Niemals kommt dabei Langeweile auf, im Gegensatz zu einem anderen all-self-made Autorenfilm, und das obwohl ihn sein Regisseur nach der Cannes-Premiere schon wesentlich gekürzt hatte: The Brown Bunny von Vincent Gallo. Die Viennale widmete dem Schauspieler und Regisseur ein Special. Regie- und Darstellerporträts gehören zur Festivaltradition. Im Kontrast zu Bush-Fan Gallo, der auch mal mit einem "Fuck Israel"-T-Shirt und Hakenkreuz an der Lederjacke provozierte, galt ein Tribut dem Dokumentaristen Emile de Antonio, der vor allem in den sechziger und siebziger Jahren mit formal faszinierenden Filmen unter anderem über McCarthy, Nixon, den Kennedy-Mord und den Vietnam-Krieg brillierte.
Eine eindringliche Sozialstudie über hoffnungslose Randexistenzen kam, nicht zum ersten Mal, aus dem Iran. Ausgehend von einer Zeitungsmeldung über den Mord eines sich danach selbst tötenden Pizzafahrers an einem Juwelier schrieb Abbas Kiarostami ein Drehbuch, das Jafar Panahi mit Laiendarstellern realistisch in Szene setzte und dabei den Kontrast zwischen Arm und Reich erfahrbar machte: Talaye Sorgh.

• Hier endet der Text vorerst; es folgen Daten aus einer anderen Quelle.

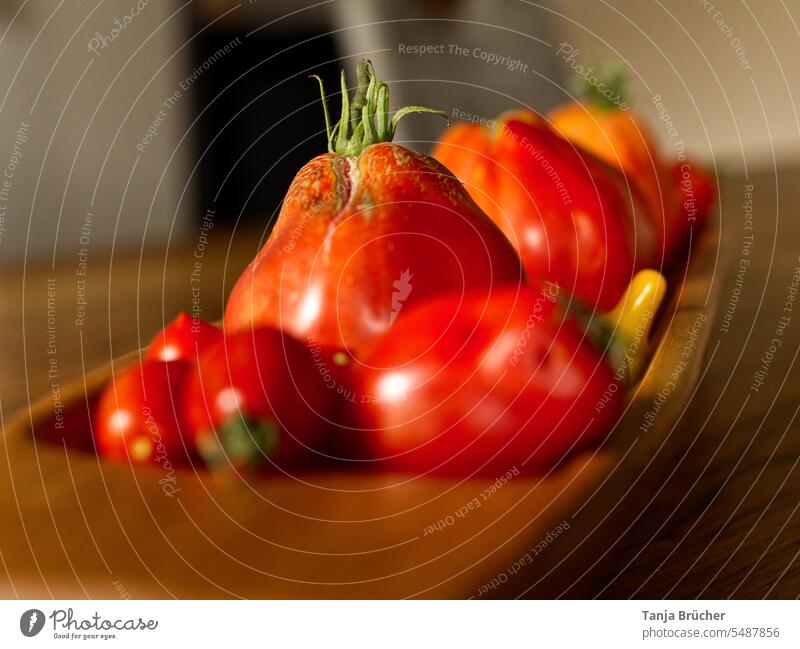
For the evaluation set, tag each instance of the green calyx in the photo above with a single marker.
(608, 90)
(364, 120)
(241, 441)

Die Viennale hat sich in den 41 Jahren ihres Bestehens aus bescheidenen Anfängen zu einem attraktiven Publikumsfestival entwickelt, das in seiner Mixtur als cinéphilem Gemischtwarenladen, Edelboutique und Raritätenkabinett für jeden etwas bietet. Stärker repräsentiert als sonst war diesmal die heimische Produktion. Nach einigen Road-Movies gab es hier ein Fluss-Movie: Donau, Duna, Dunaj, Dunav, Dunarea von Goran Rebic. Otto Sander als melancholischer Kapitän eines alten Donaudampfers befördert einige entwurzelte Existenzen auf dem in den verschiedenen Sprachen der Anrainerstaaten titelgebenden Fluss bis zum Eisernen Tor, wobei seine Passagiere unterwegs eine neue Heimat finden.

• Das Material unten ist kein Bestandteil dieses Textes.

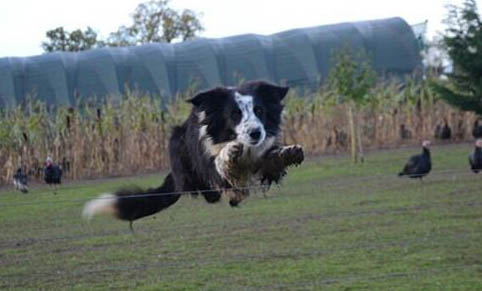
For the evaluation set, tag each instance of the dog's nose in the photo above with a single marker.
(255, 134)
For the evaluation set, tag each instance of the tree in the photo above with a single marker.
(155, 21)
(61, 40)
(463, 42)
(352, 78)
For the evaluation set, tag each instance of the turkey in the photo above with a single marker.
(475, 158)
(52, 173)
(418, 165)
(20, 181)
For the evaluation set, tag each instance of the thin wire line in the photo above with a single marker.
(265, 187)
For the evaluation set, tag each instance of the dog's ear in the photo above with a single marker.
(209, 96)
(268, 91)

Auf der Viennale machten die Vertreter des österreichischen Films ansonsten eher durch filmpolitische Diskussionen von sich reden. Es ging um die Austrofilmschau Diagonale, die Constantin Wulff und Christine Dollhofer in den vergangenen Jahren in Graz zu einem erfolgreichen Publikumsfestival und Forum der jungen experimentierfreudigen Szene gemacht hatten. Über die Köpfe der heimischen Branche hinweg setzte Kulturstaatssekretär Franz Morak (ÖVP) nun ein neues Leitungsteam ein. Eine Mannschaft aus katholischem und Fernseh-Milieu mit Kommerz-Trend. Neu ist die Ausdehnung des Festivals mit 20 bis 30 Wettbewerbsfilmen auf Südosteuropa (Ruth Beckermann: "Habsburg-Nostalgie").
Schmackhaft machen will Morak seinen Polit-Streich durch eine Erhöhung des Budgets auf 1,5 Millionen Euro und zahlreiche neue Preise bis 250.000 Euro für einen Sunrise Austria Award. Die Filmschaffenden ließen sich davon bisher nicht ködern und riefen mit über 600 Unterschriften in seltener Einigkeit inklusive der Prominenz von Michael Haneke bis Ulrich Seidl zum Boykott der als konzeptionslos geouteten neuen Diagonale auf. Es wurde beschlossen, im zeitlichen Umfeld der Diagonale im März ein Gegenfestival zu organisieren. Bei Antritt der schwarz-blauen Koalition war auf der Diagonale "Die Kunst der Stunde ist Widerstand" proklamiert worden. Mal sehen, was jetzt der Widerstand gegen Moraks späte Rache bringt.